The VanderSat Biomass Proxy is based on a fusion of microwave and optical satellite imagery. It uses the vegetation signal as derived from cross polarizations of microwave observations in combination with the vegetation indicators from the optical Sentinel 2 imagery. The vegetation signal in the microwave region is different as compared to in the optical domain. It is a direct function of the vegetation water content, dielectric properties of the water within the vegetation, and the vegetation structure (e.g. see Ulaby et al., 1986; Kerr et al., 1994). Considering the strong relationship between vegetation water content and vegetation biomass, this microwave information is, in this case, used as a biomass indicator for crops (e.g. see Vreugdenhil et al., 2018; Khabbazan et al., 2019). On the other hand, in optical imagery, spectral conditions are used to estimate the vegetation conditions. The spectral measurements in the visible region are sensitive to the chlorophyll content, while the measurements in the near infrared are sensitive to the mesophyll structure of the leaves (Townshend, 1993).
The VanderSat Biomass Proxy algorithm is designed for agricultural crops and uses both signals. For the development of this index the following steps were taken:
Segment field boundaries using the VanderSat delineation approach based on a combination of methods from Valero et al., 2016 and Michel et al., 2015 to bring together the spatial and temporal signals while preserving natural landscape boundaries.

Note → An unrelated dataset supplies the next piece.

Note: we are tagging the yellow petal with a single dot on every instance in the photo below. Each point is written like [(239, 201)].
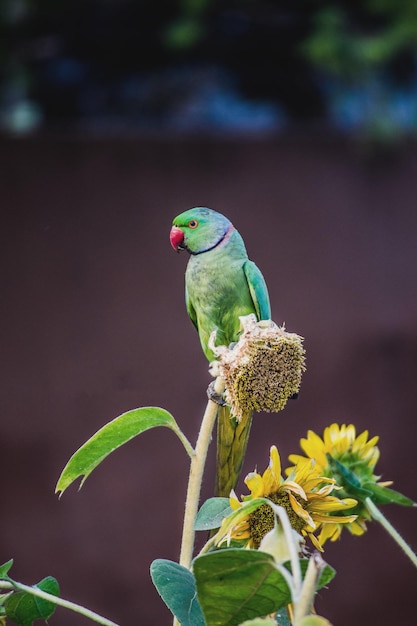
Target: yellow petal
[(272, 475), (255, 484)]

Pre-process the optical and microwave data using multiple cloud masking routines for the optical imagery and multi temporal filtering for the microwave images, as well as orbit corrections and bare soil mitigation from multi polarization derivatives.
Define on a regional level the relationships between the different vegetation signals from both the optical and microwave domain.
For each field, build the temporal vegetation signal based on a dynamic weighting of each signal.
Redistribute for each day the derived temporal signal on each field pixel based on a different dynamic spatial weighting.
Optical vegetation signal (NDVI)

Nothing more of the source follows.